If all of those causes are external, then we’re talking about absolute determinism (nobody ultimately has a choice). I d monstrated absolute determinism as false through a perfect irrefutable limit argument using your own definition (and the definition everyonevelse uses)

No, you are most certainly the one contradicting themselves here.

My summation of those who argue in favour of Free Will is that they conflate possibility with actuality.

“Could” have done otherwise, to the Free Will advocate, means the choice not taken seemed perfectly possible to choose and it felt like it could just as easily have been chosen in actuality, and the fact that it wasn’t doesn’t affect that.
“Could” have done otherwise, to the Determinist means sure the choice not chosen felt perfectly possible, but there was a reason why it turned out not to be the actual choice, and that reason also had a prior reason, and so on.
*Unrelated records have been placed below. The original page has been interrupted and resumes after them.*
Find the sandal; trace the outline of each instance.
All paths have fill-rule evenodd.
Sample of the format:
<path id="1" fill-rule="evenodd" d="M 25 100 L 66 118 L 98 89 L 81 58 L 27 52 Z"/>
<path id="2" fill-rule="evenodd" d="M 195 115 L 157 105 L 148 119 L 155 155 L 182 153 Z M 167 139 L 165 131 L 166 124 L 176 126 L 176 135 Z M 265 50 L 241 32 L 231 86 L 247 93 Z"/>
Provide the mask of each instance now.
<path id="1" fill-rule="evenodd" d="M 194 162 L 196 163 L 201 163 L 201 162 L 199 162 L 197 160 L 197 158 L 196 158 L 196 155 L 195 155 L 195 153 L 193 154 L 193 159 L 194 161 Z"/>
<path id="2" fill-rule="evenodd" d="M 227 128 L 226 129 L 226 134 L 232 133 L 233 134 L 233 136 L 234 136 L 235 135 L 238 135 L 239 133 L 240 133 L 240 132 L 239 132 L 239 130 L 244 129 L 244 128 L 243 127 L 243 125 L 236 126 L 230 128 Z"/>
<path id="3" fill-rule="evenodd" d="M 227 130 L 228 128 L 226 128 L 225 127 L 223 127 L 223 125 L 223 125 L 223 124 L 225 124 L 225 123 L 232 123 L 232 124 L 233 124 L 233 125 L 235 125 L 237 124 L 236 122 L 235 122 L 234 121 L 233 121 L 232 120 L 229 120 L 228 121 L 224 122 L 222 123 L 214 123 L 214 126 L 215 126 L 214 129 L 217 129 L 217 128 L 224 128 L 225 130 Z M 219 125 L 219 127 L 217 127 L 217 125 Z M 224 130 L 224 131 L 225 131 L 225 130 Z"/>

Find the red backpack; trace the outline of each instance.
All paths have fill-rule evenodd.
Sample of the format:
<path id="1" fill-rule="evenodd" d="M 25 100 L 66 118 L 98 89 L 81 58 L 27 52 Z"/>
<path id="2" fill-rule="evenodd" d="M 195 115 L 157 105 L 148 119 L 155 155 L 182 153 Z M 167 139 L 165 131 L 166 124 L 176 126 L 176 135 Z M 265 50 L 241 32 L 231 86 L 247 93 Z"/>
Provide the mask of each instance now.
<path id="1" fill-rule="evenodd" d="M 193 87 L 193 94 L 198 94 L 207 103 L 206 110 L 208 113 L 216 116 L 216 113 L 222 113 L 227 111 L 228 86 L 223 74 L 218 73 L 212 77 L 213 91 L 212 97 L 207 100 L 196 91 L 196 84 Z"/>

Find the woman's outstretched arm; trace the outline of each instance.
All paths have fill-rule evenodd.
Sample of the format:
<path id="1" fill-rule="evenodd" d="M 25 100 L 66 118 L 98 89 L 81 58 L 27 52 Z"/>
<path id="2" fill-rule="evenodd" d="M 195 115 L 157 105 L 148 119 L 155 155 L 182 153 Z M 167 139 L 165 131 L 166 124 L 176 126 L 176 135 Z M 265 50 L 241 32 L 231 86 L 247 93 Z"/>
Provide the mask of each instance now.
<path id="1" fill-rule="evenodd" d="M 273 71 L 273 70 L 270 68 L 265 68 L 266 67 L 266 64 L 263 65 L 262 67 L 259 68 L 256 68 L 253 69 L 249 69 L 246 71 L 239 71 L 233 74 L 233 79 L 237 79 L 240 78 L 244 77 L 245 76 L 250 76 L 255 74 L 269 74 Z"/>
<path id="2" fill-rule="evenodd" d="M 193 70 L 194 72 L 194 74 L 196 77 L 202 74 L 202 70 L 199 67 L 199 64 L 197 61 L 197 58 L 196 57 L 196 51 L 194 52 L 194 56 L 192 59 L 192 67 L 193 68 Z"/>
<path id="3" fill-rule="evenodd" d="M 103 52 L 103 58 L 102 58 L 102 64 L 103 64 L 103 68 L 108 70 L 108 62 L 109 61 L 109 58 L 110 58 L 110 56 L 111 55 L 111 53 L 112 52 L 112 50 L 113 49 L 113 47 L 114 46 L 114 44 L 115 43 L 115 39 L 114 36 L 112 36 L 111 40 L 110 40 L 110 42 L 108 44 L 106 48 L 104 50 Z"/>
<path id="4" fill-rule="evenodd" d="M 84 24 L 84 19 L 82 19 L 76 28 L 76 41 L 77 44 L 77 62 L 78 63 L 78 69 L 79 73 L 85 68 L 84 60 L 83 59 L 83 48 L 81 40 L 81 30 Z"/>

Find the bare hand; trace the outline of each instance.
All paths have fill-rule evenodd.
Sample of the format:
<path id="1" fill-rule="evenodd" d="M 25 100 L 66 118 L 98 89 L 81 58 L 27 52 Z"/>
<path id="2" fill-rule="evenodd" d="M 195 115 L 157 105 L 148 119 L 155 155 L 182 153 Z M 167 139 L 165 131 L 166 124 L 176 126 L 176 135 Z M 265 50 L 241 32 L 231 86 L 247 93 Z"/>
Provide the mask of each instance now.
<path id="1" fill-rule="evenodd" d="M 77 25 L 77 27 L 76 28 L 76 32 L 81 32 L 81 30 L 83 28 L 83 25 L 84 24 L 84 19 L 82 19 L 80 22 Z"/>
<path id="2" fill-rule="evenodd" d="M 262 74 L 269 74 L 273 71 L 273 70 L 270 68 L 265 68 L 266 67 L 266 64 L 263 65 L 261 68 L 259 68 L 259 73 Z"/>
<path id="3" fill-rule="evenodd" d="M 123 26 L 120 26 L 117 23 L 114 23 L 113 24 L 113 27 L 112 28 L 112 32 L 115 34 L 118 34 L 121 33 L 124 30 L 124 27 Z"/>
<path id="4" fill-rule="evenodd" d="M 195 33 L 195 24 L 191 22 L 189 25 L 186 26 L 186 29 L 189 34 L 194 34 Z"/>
The conversation between the two is an infinite loop of the following:
FW: yeah but I could have.
Det: yeah but you didn’t.

It’s no wonder how some people, e.g. Karpel Tunnel blackbox the whole issue, to avoid debates of this type. It’s almost the case that you can tell something fundamentally psychological about someone who takes one side over the other. The Free Will advocate likes the aesthetics of things feeling free and open ended, perhaps revelling in the idea that they are therefore free and the Determinist is a slave: as I have come across at least one un-intellectual obsessing over on a different thread. The airy fairy type who lives in their own head. The Determinist is simply saying, sure that’s all nice, but reality.

Free Will only seems possible to a Dualist, avoiding the “mind-body problem”. The Determinist can be either. The respective causal chains seem to advance as follows:

FW
Material influences(external experience/genetics)
. . . . . . . . . . . . . . . . . . . . . . . . . . . . . . . . . . ======> Choice
Mental component (internal disposition/identity). /

Det
External experience/genetics/disposition/identity => decision mechanism => Choice

The former’s “mental component” is the “decision mechanism” from the latter, but ex nihilo: in and of itself, it exists independent of the information to consider in making a choice - somehow being influenced by it without being influenced by it. If it were being influenced by it, it would be slave to the master of its influences, but not being slave to the master of influence would make the decision essentially random: a paradox.

My argument is that either you make a decision for a reason, in which case there is will but it is not free, or you make a decision for no reason, in which case it is free but not by your will. Free or will, not both.

That’s why I’m a compatibalist.

Besides it being the correct answer.